LAUSD Announces App to Coordinate COVID-19 Factors in Step Toward Reopening

LOS ANGELES (CNS) - The Los Angeles Unified School District today announced the launch of “Daily Pass,'' the first comprehensive system in the nation that coordinates health checks, COVID-19 tests and vaccinations in one online tool.

In a statement released Monday morning, the district called Daily Pass “a critical component of Los Angeles Unified's ‘Safe Steps to Safe Schools' reopening plan.

“The Daily Pass sets the highest standard possible for school safety,'' said LAUSD Superintendent Austin Beutner. “MERV-13 upgraded air filters in every school, COVID testing for all students and staff at least every week and now the Daily Pass -- Los Angeles Unified is proud to lead the nation in creating the safest possible school environment.''

The LAUSD said it's the first school district -- and likely the largest employer in nation -- to adopt the technology, the district said.

Daily Pass was developed with support from Microsoft Corp. and can be accessed from any mobile phone, tablet or a computer, the district said.

“Since last June, our teams have been collaborating closely with Los Angeles Unified to support running schools remotely,'' said Eran Meggido, corporate vice president Windows Product & Education, at Microsoft.

“We are pleased to be working with Los Angeles Unified to help educators, staff and students return to schools sooner and safer.''

Daily Pass generates a unique “QR'' code for each student and staff member, and that code authorizes entry to a specific LAUSD location for that day only -- as long as the individual receives a negative test result for COVID, shows no symptoms and has a temperature under 100 degrees, the district said.

Upon the individual's arrival to a campus, their QR code is scanned by a district school-site leader, who takes the individual's temperature.

L.A. Unified's school-based vaccination program will also use Daily Pass to register and schedule appointments, track vaccines in stock, perform check-in and data capture at time of appointment, sort high-risk individuals, offer waitlists to low-risk individuals and dashboards to view data, among other features, the district said.

All of this information is shared with the appropriate authorities.

The district said that Daily Pass was tailored to accommodate the diverse types of people who visit a school campus on any given day and to include functions tied to COVID testing and contact tracing and vaccination.

Anonymous data from Daily Pass will be used by the Los Angeles Unified's research and health care collaborators -- Stanford University, UCLA, The Johns Hopkins University, Anthem Blue Cross, Healthnet and Cedars Sinai -- to provide insights for strategies to create the safest possible school environment.

Students, families and employees can access Daily Pass at https://dailypass.lausd.net . Students and employees should use their Los Angeles Unified logins.

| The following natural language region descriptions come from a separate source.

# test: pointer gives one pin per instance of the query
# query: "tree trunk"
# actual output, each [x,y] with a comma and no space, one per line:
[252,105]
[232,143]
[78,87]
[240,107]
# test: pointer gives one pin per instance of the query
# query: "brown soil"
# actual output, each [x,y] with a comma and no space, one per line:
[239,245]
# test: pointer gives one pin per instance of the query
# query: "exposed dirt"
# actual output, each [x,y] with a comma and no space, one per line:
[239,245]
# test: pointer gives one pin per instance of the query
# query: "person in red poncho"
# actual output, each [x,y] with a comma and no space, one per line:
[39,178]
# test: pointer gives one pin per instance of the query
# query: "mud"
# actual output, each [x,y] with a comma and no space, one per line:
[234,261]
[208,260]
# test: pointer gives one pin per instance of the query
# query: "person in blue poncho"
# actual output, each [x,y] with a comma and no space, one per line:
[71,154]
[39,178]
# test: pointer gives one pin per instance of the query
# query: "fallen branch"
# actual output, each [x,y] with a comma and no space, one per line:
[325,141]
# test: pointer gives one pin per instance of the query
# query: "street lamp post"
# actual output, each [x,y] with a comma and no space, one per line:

Family members can log in using their Parent Portal accounts.

While some schools around L.A. County are allowing students up to the sixth grade to return to campus, LAUSD remains closed to in-person learning, as the district's teachers' union demands vaccinations before returning.

Schools got the option of returning to at least some form of in-person learning last week, after the county's rate of new COVID-19 infections dropped below the state's threshold for reopening campuses for students in pre-kindergarten through sixth grade.

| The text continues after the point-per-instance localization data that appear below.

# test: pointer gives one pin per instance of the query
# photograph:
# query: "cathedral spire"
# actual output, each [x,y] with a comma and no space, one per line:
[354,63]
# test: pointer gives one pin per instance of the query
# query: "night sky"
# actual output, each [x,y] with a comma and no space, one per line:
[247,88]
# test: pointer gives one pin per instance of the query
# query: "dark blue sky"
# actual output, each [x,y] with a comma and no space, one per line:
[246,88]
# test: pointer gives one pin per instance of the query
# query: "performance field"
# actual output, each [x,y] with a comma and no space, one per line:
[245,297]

Schools must meet a wide range of safety protocols before they can reopen to in-person learning.

In-person instruction has been unavailable to the vast majority of the roughly 1.5 million students in public and private schools countywide since March 2020, but the state permits elementary schools to reopen as soon as counties reach an adjusted average new daily case rate of 25 per 100,000 residents.

L.A. County met that threshold Tuesday, when new state figures put the county's case average at 20 per 100,000 residents.

In-person classes cannot resume for grades seven through 12 until the county's rate of new COVID cases falls to seven per 100,000 residents.